Bagdad, comme il y a 40 ans, Saïgon et Phnom Penh ?

A Khmer Rouge soldier waves his pistol and orders store owners to abandon their shops in Phnom Penh, Cambodia, on April 17, 1975 as the capital fell to the communist forces.  A large portion of the city's population was reportedly forced to evacuate.  Photo from West German television film.  (AP Photo/Christoph Froehder)
A Khmer Rouge soldier waves his pistol and orders store owners to abandon their shops in Phnom Penh, Cambodia, on April 17, 1975 as the capital fell to the communist forces. A large portion of the city’s population was reportedly forced to evacuate. Photo from West German television film. (AP Photo/Christoph Froehder)

À ceux qui ont encore un peu de mémoire, les images de civils cherchant désespérément à gagner une capitale pour échapper au flux des envahisseurs rappelleront quelques signalés désastres. Les derniers jours de Phnom Penh et de Saïgon furent ainsi le théâtre d’exodes massifs conclus par l’entrée dans les villes vaincues de nouveaux maîtres peu disposés à la compassion.

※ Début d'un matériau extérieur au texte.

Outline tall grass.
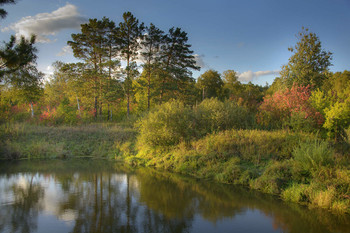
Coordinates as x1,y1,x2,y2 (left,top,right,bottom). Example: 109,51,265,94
293,139,334,172
0,123,136,159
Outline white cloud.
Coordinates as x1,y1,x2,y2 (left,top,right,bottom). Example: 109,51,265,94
2,3,86,43
238,70,280,82
57,45,73,57
193,54,209,68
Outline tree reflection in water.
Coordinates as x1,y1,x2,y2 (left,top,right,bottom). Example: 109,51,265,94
0,174,44,233
0,161,350,233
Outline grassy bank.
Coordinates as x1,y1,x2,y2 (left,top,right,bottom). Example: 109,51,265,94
127,129,350,213
0,123,350,213
0,123,136,159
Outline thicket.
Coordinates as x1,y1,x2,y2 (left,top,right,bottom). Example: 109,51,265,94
137,98,254,149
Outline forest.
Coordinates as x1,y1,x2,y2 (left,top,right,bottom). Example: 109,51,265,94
0,9,350,213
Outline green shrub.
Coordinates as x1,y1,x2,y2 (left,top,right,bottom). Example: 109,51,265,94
137,101,194,148
194,98,254,136
137,99,253,148
293,139,333,172
281,183,306,203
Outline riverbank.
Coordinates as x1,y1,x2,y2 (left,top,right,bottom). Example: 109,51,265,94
0,123,350,214
0,123,137,160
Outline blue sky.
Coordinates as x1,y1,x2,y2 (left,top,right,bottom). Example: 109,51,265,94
0,0,350,85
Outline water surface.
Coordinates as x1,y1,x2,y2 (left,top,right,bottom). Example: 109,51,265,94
0,160,350,233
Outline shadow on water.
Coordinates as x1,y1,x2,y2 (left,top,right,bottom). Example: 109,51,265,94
0,160,350,233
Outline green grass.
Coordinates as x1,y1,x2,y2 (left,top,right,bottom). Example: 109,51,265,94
126,129,350,213
0,123,350,213
0,123,136,159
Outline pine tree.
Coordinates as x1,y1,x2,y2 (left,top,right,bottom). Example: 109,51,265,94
280,28,332,88
118,12,144,117
159,28,200,102
141,23,166,110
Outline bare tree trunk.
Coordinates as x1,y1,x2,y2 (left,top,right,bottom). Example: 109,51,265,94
77,96,81,116
30,102,34,118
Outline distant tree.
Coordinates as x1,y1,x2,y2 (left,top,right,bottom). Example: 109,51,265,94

Cette fois, il s’agit de Bagdad, cité pour contes orientaux, livrée à l’encan dès lors que les conquérants qui la prirent il y a une grosse décennie au nom de la liberté des peuples, ont délibérément choisi de l’abandonner aux griffes acérées de leurs créatures, au nom cette fois de la géo-stratégie americano-qataro-saoudo-persane. Au bout de ce long et douloureux itinéraire de guerre, la promesse du pire pour tous ceux qui n’auront pas accès à un fusil, à un lance-roquettes ou à un bateau de migrants à 5000 euros la place.
C’est immonde.
Le public du 20 heures attend la réaction d’Obama. L’exemple des hélicoptères US décollant, dans un indescriptible chaos, des toits de Saïgon avec, accrochés à leurs skis, des grappes de gens, sera sans doute suffisant pour qu’aucun Yankee ne soit pris en flagrant délit de flânerie sur les rives du Tigre. On aura purgé l’allié de ses conseillers. Clean City, ses hôtels vides, ses rues bordées de curieux en mission-selfies, ses décapitables promptement raccourcis au nom du Prophète et du dieu Pétrole, son ordre nouveau salué par le pesant silence de nos musulmans made in Gaule. Comment peut-on croire à l’innocence des Américains dans une affaire aussi promptement menée ?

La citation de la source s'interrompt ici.